Shelby Lynne: “Tears, Lies & Alibis”
Americana is a tricky term. The word itself suggests a culture, a sense of history, a sense of place. It suggests tradition, following in the footprints of giants– which means that, for many, it’s a word synonymous with art and culture that dutifully mimics the giants in their every step. But the best Americana isn’t like that: The really good stuff earns its name through the invocation of a weird, idiosyncratic people, as manifest in weird, idiosyncratic lives. This is Shelby Lynne: She makes personal Americana, music that bends the tropes of culture and history to the whims of her personality, her vision.
Her latest, Tears, Lies & Alibis, is the personal vision of Americana she’s been working toward for years. Self-produced and, for the first time, self-released, Tears is a neat ten-song set that comes and goes in 37 minutes, and in that span, refines the swampy mix of country-blues, southern soul, and pop she made seem to effortless on Suit Yourself— with a few lessons learned from her Dusty Springfield tribute album thrown in for good measure. The record begins with a couple of bouncy, sassy pop songs that bend elastic melodies over brass and keys straight out of Memphis. After that, it locks in for a stretch of lazy, humid, back-porch strumming, heavy on ballads and thick with bawdy country atmosphere. The album was recorded primarily in Lynne’s basement, and sounds like an informal pickin’ session. Horns and steel guitars, mixed in after the fact, call out like ghostly, spectral voices from somewhere in the bayou.
It sounds on paper like a natural follow-up to Suit Yourself, but on record not quite like anything she’s ever done. Lynne has never sounded more confident as a record-maker, or more assured as a singer; if the Dusty sessions taught her anything, it’s to trust her own instincts as a storyteller and a singer, and indeed, it’s amazing how much of the story she conveys with her own voice. Incidentally a companion piece to sister Allison Moorer’s recent Crows— simpler, but no less sophisticated, and perhaps more compelling overall– the album has a cyclical feel, moving from heartache to flight, then circling back again for a return home.

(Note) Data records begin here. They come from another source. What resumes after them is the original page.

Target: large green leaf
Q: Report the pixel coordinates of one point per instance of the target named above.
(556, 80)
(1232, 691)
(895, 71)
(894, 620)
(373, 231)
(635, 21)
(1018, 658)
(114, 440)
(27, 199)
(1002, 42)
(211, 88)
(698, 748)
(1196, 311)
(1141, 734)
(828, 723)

She plays with archetypes we know well– “Alibi” is a cheatin’ song, “Something to Be Said” a ramblin’ song, “Old #7” a drinkin’ song– but she reveals these forms to be malleable in her hands, bending them into something that’s partly classic American music, partly Shelby Lynne’s own handiwork.
The album is drenched in sweet sadness and soul, and performed by an artist who knows well enough to let those things carry the record; she keeps things compact and cut close to the bone, meaning that it’s the songs that stand out more than anything else, and the album doesn’t wear out its welcome but lingers even after it stops playing. In other words: Listening to it is an experience, and an affecting one at that. There’s something to be said for ambition, but just as much for restraint; this is Shelby Lynne’s masterpiece of self-discipline, a short and sweet album that transforms tradition through her miraculous singing, and if it isn’t her most ambitious album ever, it might be her most powerful.